Liputan6.com, Jakarta - Anak-anak yang terpapar asap rokok di lingkungan rumah, sekolah, atau tempat umum berisiko lebih tinggi mengalami masalah kesehatan serius. Seperti gangguan pernapasan, asma, infeksi saluran pernapasan, dan gangguan perkembangan otak.
Dampak ini bisa jauh lebih berat bagi anak penyandang disabilitas yang sudah memiliki keterbatasan atau kondisi medis tertentu.
Baca Juga
Selain itu, anak penyandang disabilitas mungkin tidak memiliki pemahaman penuh tentang bahaya rokok, atau kesulitan untuk menghindari paparan rokok dalam kehidupan sehari-hari.
Advertisement
Menurut Survei Kesehatan Indonesia (SKI) 2023 yang dilakukan oleh Kementerian Kesehatan (Kemenkes) menunjukkan bahwa jumlah perokok aktif diperkirakan mencapai 70 juta orang, dengan 7,4 persen di antaranya perokok berusia 10-18 tahun.
Menurut Direktur Pencegahan dan Pengendalian Penyakit Tidak Menular (P2PTM) Kementerian Kesehatan (Kemenkes) Siti Nadia Tarmizi, saat ini iklan, sponsor, dan promosi rokok sangat mudah diakses oleh masyarakat. Termasuk oleh anak-anak dan remaja melalui berbagai platform.
Sebanyak 65,2 persen masyarakat bisa melihat iklan promosi rokok di tempat-tempat penjualan. Sementara, 56,8 persen melihat iklan rokok melalui televisi, video, dan film.

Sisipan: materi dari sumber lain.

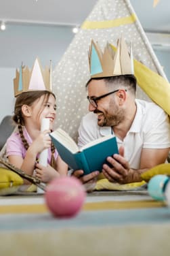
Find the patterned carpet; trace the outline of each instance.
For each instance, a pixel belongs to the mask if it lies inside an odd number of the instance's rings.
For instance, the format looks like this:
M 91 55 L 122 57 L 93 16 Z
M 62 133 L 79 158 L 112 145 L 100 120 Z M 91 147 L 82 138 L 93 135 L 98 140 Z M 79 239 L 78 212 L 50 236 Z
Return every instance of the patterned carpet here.
M 94 192 L 72 219 L 43 196 L 1 197 L 1 255 L 169 255 L 170 209 L 147 191 Z

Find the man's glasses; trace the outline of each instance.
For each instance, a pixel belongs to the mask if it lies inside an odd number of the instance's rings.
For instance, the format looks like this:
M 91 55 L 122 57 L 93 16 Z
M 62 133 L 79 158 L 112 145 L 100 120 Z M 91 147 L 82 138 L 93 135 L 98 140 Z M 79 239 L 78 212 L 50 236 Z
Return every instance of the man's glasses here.
M 97 103 L 98 101 L 99 101 L 100 99 L 104 98 L 104 97 L 110 95 L 110 94 L 116 93 L 120 89 L 115 90 L 115 91 L 111 91 L 110 93 L 104 94 L 103 95 L 101 95 L 101 96 L 99 96 L 99 97 L 90 97 L 89 96 L 87 96 L 87 99 L 89 101 L 90 104 L 91 104 L 95 108 L 98 108 L 98 103 Z M 125 91 L 127 91 L 127 90 L 125 90 Z

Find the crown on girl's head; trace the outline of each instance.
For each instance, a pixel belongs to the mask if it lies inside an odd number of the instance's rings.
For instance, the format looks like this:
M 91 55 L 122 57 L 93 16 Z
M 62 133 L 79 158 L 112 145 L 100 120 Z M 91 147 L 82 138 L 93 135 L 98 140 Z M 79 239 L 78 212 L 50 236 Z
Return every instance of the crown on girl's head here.
M 88 57 L 91 78 L 134 74 L 131 47 L 129 53 L 123 37 L 118 39 L 116 52 L 108 43 L 102 52 L 98 43 L 91 40 Z
M 28 67 L 22 65 L 19 71 L 16 69 L 16 76 L 14 79 L 14 88 L 15 97 L 28 91 L 52 91 L 51 63 L 50 63 L 49 68 L 45 67 L 43 69 L 37 58 L 30 71 Z

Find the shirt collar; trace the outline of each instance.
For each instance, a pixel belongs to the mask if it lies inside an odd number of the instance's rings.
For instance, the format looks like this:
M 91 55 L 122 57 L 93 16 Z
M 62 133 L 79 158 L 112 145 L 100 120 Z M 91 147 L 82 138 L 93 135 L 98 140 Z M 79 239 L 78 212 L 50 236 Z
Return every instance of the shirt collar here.
M 135 100 L 136 104 L 136 113 L 134 120 L 131 124 L 131 128 L 129 132 L 138 133 L 140 131 L 140 127 L 142 125 L 142 120 L 143 116 L 143 110 L 142 105 Z

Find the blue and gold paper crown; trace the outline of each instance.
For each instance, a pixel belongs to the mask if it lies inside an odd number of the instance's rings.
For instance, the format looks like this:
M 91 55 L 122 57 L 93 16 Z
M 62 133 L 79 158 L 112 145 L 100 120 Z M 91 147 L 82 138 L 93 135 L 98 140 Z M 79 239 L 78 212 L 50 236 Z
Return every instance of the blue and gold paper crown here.
M 88 55 L 91 78 L 134 74 L 131 47 L 129 52 L 123 37 L 118 39 L 116 52 L 108 43 L 102 52 L 98 44 L 91 40 Z
M 16 76 L 14 79 L 15 97 L 20 93 L 35 91 L 52 91 L 51 63 L 50 67 L 43 69 L 37 58 L 32 69 L 26 66 L 21 66 L 20 71 L 16 69 Z

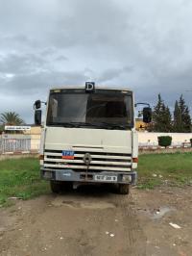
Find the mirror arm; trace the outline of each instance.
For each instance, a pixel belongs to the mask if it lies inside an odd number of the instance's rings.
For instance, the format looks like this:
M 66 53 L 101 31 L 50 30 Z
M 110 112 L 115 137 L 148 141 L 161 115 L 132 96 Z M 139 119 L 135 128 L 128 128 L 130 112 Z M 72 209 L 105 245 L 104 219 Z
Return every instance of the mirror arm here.
M 149 108 L 151 108 L 149 103 L 138 102 L 138 103 L 134 104 L 134 107 L 137 107 L 137 105 L 145 105 L 145 106 L 148 106 Z
M 45 106 L 47 105 L 47 102 L 46 101 L 40 101 L 41 103 L 44 103 L 45 104 Z M 34 110 L 36 110 L 36 102 L 34 103 Z

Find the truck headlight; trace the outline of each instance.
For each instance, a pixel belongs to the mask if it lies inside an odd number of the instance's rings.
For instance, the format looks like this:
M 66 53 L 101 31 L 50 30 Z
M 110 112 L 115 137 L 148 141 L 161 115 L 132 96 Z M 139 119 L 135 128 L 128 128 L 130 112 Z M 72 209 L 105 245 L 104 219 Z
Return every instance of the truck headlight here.
M 44 171 L 43 178 L 52 179 L 52 171 Z
M 132 182 L 132 175 L 123 174 L 122 181 L 123 182 Z

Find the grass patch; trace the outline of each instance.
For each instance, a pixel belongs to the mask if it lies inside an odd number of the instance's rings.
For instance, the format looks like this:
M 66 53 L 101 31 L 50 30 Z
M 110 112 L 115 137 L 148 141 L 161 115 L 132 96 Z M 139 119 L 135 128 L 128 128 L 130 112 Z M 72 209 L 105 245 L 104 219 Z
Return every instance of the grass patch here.
M 12 204 L 9 197 L 29 199 L 50 192 L 41 180 L 37 159 L 12 159 L 0 162 L 0 206 Z
M 192 185 L 192 153 L 139 156 L 138 188 Z
M 192 185 L 192 153 L 149 154 L 139 156 L 139 189 L 156 186 Z M 39 176 L 37 159 L 12 159 L 0 162 L 0 206 L 10 206 L 18 197 L 23 200 L 50 192 L 49 183 Z

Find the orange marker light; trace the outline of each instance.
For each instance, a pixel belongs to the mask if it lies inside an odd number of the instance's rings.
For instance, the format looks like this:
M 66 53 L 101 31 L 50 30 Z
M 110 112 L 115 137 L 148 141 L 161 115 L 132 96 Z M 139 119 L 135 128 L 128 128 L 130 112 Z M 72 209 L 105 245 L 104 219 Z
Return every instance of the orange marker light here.
M 132 163 L 138 163 L 138 158 L 137 157 L 133 157 L 132 158 Z

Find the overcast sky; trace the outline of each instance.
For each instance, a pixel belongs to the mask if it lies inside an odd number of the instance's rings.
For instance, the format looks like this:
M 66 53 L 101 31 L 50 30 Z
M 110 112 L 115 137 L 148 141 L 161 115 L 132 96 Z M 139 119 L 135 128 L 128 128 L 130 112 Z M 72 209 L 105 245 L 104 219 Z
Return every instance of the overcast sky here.
M 49 88 L 90 80 L 191 108 L 192 1 L 0 0 L 0 113 L 32 123 Z

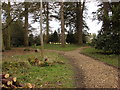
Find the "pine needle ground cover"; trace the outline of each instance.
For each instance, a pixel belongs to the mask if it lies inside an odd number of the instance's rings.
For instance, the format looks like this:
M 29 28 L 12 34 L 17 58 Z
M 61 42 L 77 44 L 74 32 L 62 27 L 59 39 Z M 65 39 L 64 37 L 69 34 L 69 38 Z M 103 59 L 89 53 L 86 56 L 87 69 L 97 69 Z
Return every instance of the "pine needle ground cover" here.
M 40 48 L 40 46 L 32 46 L 33 48 Z M 61 44 L 45 44 L 44 48 L 49 50 L 58 50 L 58 51 L 72 51 L 77 48 L 80 48 L 79 45 L 67 44 L 65 47 L 61 47 Z
M 63 61 L 64 64 L 51 66 L 35 66 L 28 62 L 28 58 L 40 60 L 39 53 L 3 56 L 2 70 L 13 77 L 17 77 L 20 83 L 35 84 L 35 88 L 71 88 L 74 87 L 73 71 L 69 61 L 57 53 L 45 53 L 50 62 Z
M 107 64 L 120 67 L 120 64 L 118 62 L 119 55 L 111 54 L 111 53 L 104 53 L 101 50 L 97 50 L 95 48 L 85 48 L 81 52 L 82 54 L 88 55 L 92 58 L 98 59 L 102 62 L 105 62 Z

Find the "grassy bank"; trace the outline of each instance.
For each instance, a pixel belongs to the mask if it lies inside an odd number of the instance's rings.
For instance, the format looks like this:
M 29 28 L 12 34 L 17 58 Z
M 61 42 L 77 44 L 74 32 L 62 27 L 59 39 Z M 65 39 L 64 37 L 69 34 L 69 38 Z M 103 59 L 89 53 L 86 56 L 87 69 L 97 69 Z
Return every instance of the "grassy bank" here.
M 32 46 L 33 48 L 40 48 L 40 46 Z M 45 44 L 44 48 L 49 50 L 59 50 L 59 51 L 72 51 L 81 46 L 74 45 L 74 44 L 67 44 L 65 47 L 61 47 L 60 44 Z
M 98 59 L 102 62 L 108 63 L 110 65 L 120 67 L 120 64 L 118 64 L 118 57 L 119 57 L 118 55 L 105 54 L 101 50 L 97 50 L 95 48 L 85 48 L 82 50 L 81 53 L 93 57 L 95 59 Z
M 28 58 L 40 59 L 39 53 L 3 57 L 3 72 L 17 77 L 21 83 L 35 84 L 36 88 L 71 88 L 73 87 L 73 71 L 69 61 L 57 53 L 45 53 L 45 57 L 52 61 L 63 61 L 65 64 L 52 66 L 33 66 Z

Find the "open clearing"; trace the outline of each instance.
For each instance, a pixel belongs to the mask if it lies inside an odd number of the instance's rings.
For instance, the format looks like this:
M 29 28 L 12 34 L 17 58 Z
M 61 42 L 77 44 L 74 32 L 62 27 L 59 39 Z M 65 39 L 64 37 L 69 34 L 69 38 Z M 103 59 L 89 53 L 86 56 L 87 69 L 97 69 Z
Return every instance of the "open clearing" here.
M 23 49 L 17 50 L 19 50 L 20 53 L 23 51 Z M 118 74 L 120 71 L 117 68 L 104 64 L 103 62 L 80 54 L 81 50 L 82 48 L 73 51 L 45 50 L 45 52 L 59 53 L 69 59 L 70 63 L 67 64 L 71 64 L 73 66 L 75 87 L 77 88 L 118 88 L 118 80 L 120 78 Z M 9 56 L 9 53 L 11 55 L 15 55 L 16 50 L 5 52 L 3 55 Z M 25 53 L 23 51 L 23 54 Z M 30 51 L 29 53 L 33 52 Z M 19 53 L 16 53 L 16 55 L 18 54 Z M 68 85 L 68 87 L 70 86 L 73 87 L 72 85 Z

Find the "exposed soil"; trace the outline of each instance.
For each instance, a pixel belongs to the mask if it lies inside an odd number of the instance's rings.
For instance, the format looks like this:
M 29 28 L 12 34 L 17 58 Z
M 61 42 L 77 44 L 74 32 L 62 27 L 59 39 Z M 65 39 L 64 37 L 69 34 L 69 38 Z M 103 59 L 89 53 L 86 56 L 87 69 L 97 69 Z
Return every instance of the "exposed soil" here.
M 57 52 L 70 60 L 75 72 L 75 86 L 77 88 L 118 88 L 120 71 L 103 62 L 91 57 L 80 54 L 82 48 L 74 51 L 56 51 L 46 50 L 47 52 Z M 22 55 L 34 53 L 33 51 L 24 51 L 24 48 L 13 49 L 3 52 L 3 55 Z

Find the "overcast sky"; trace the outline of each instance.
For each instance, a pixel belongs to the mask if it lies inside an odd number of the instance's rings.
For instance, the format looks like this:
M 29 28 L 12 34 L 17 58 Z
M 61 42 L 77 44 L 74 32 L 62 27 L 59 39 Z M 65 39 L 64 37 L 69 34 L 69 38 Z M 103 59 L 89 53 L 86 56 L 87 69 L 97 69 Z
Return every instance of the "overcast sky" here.
M 87 0 L 88 1 L 88 0 Z M 98 34 L 98 31 L 101 29 L 101 26 L 102 26 L 102 22 L 100 22 L 98 24 L 98 21 L 97 20 L 92 20 L 93 18 L 93 15 L 92 15 L 92 12 L 95 12 L 97 11 L 98 7 L 97 7 L 97 2 L 95 1 L 89 1 L 86 3 L 86 6 L 87 6 L 87 17 L 86 17 L 86 23 L 89 27 L 89 33 L 96 33 Z M 38 23 L 34 23 L 32 24 L 32 26 L 34 28 L 38 28 L 39 27 L 39 24 Z M 52 27 L 51 29 L 54 31 L 54 30 L 58 30 L 58 28 L 60 28 L 60 23 L 58 21 L 56 21 L 55 19 L 53 19 L 52 21 L 50 21 L 50 27 Z M 39 34 L 39 29 L 36 30 L 36 34 Z

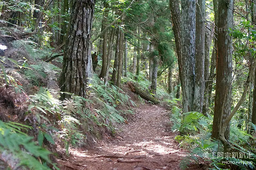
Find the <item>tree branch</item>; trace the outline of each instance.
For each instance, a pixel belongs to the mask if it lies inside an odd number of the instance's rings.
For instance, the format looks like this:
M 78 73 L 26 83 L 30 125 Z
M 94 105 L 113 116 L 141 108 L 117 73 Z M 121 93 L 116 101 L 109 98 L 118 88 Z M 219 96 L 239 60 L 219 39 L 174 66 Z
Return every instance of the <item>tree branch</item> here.
M 118 19 L 120 18 L 120 17 L 121 17 L 124 14 L 124 13 L 125 12 L 125 11 L 130 8 L 130 7 L 131 7 L 131 6 L 132 6 L 132 4 L 133 4 L 133 2 L 134 2 L 135 0 L 133 0 L 133 1 L 132 1 L 132 2 L 131 3 L 131 4 L 130 4 L 130 5 L 127 7 L 127 8 L 126 8 L 126 9 L 125 10 L 124 10 L 123 11 L 123 12 L 118 17 L 117 17 L 115 20 L 114 21 L 112 22 L 110 24 L 106 26 L 106 27 L 105 27 L 105 29 L 103 30 L 103 31 L 101 31 L 101 32 L 99 33 L 99 34 L 98 34 L 98 35 L 96 36 L 96 37 L 92 40 L 91 43 L 92 43 L 96 41 L 97 40 L 97 39 L 98 39 L 99 37 L 102 35 L 104 33 L 106 32 L 108 29 L 108 28 L 110 27 L 113 24 L 115 23 L 116 22 L 117 22 L 117 21 L 118 20 Z

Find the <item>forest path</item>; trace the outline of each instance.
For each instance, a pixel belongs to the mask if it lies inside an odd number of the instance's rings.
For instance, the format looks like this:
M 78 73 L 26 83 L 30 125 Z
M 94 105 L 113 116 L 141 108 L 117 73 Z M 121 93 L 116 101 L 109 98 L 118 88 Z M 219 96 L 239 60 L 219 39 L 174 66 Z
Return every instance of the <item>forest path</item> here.
M 178 170 L 185 154 L 170 132 L 170 111 L 141 105 L 136 119 L 120 125 L 116 137 L 86 151 L 74 150 L 68 160 L 58 160 L 61 170 Z M 100 143 L 99 143 L 100 142 Z

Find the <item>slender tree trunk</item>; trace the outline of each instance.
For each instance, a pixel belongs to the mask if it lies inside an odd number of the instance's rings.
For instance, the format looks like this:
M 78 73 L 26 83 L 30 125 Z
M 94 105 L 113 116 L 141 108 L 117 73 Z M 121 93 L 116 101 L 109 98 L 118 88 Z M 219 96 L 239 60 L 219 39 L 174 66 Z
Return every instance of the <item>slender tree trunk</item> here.
M 177 82 L 177 92 L 176 93 L 176 98 L 177 99 L 179 99 L 181 97 L 181 93 L 180 92 L 180 91 L 181 86 L 180 85 L 180 84 L 181 83 L 181 80 L 180 79 L 180 76 L 178 77 L 178 81 Z
M 153 51 L 154 51 L 154 50 L 157 49 L 157 44 L 156 42 L 154 41 L 152 42 L 152 46 L 153 47 Z M 152 57 L 153 63 L 152 64 L 152 79 L 151 81 L 151 90 L 152 91 L 152 93 L 156 94 L 157 94 L 157 71 L 158 68 L 158 62 L 157 60 L 157 56 L 153 54 Z
M 115 54 L 115 61 L 114 66 L 113 67 L 113 72 L 112 73 L 111 81 L 114 84 L 117 84 L 117 66 L 118 65 L 118 57 L 120 49 L 119 41 L 120 39 L 120 31 L 118 28 L 117 28 L 117 41 L 116 43 L 116 53 Z
M 172 14 L 172 21 L 176 46 L 176 51 L 178 58 L 179 75 L 180 80 L 182 80 L 182 57 L 181 56 L 181 11 L 179 0 L 169 0 L 170 7 Z M 182 82 L 181 82 L 182 84 Z
M 251 2 L 251 15 L 252 21 L 255 23 L 256 22 L 256 0 L 252 0 Z M 256 70 L 254 73 L 254 86 L 253 90 L 253 99 L 252 104 L 252 113 L 251 117 L 251 122 L 254 125 L 256 125 Z
M 172 92 L 172 69 L 171 67 L 168 69 L 168 92 L 169 93 Z
M 61 26 L 62 29 L 61 31 L 60 34 L 60 44 L 66 42 L 67 35 L 68 34 L 68 23 L 69 20 L 68 18 L 66 16 L 67 12 L 69 8 L 69 1 L 68 0 L 64 0 L 63 7 L 62 8 L 62 14 L 63 15 L 62 18 L 62 25 Z
M 149 51 L 153 52 L 154 51 L 154 47 L 152 45 L 152 43 L 151 43 L 149 45 Z M 153 57 L 151 54 L 149 56 L 149 80 L 151 82 L 152 81 L 152 74 L 153 72 Z
M 125 40 L 126 40 L 126 38 L 125 38 Z M 128 60 L 128 43 L 126 41 L 124 41 L 124 76 L 127 77 L 127 62 Z
M 256 125 L 256 78 L 255 75 L 256 75 L 256 70 L 254 72 L 254 87 L 253 88 L 253 102 L 252 104 L 252 112 L 251 116 L 251 122 Z
M 44 2 L 45 0 L 35 0 L 35 7 L 37 9 L 34 10 L 33 18 L 35 18 L 36 20 L 39 18 L 40 13 L 40 9 L 43 8 Z
M 92 72 L 90 41 L 94 5 L 94 1 L 77 0 L 73 5 L 60 77 L 61 91 L 84 98 L 87 78 Z M 61 96 L 62 99 L 70 97 L 65 93 Z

“Tak henti di situ, 60,9 persen iklan juga ditemui di media luar ruangan. Dan 36,2 persen melalui internet atau media sosial,” kata Nadia yang hadir secara daring di Seminar “Lindungi Anak Penyandang Disabilitas dari Bahaya Rokok,” di LSPR Sudirman Park Campus, Jakarta, Jumat (13/12/2024).
Rokok Elektronik Dipasarkan di Media Elektronik
Nadia menambahkan, selain rokok konvensional, kini marak juga pemakaian rokok elektronik.
“Rokok elektronik menjadi pasar baru, kalau rokok elektronik pasangan untuk promosinya juga media elektronik ya. Agak beda dengan rokok konvensional, seingat saya, orang jualan rokok konvensional itu tidak terlalu terang-terangan. Tapi sekarang orang jualan vape itu terang-terangan banget ya,” papar Nadia.
Hampir di setiap pojok, lanjut Nadia, ada yang menjual vape atau rokok elektronik. Ini semakin didukung dengan kebiasaan anak-anak muda nongkrong di kafe.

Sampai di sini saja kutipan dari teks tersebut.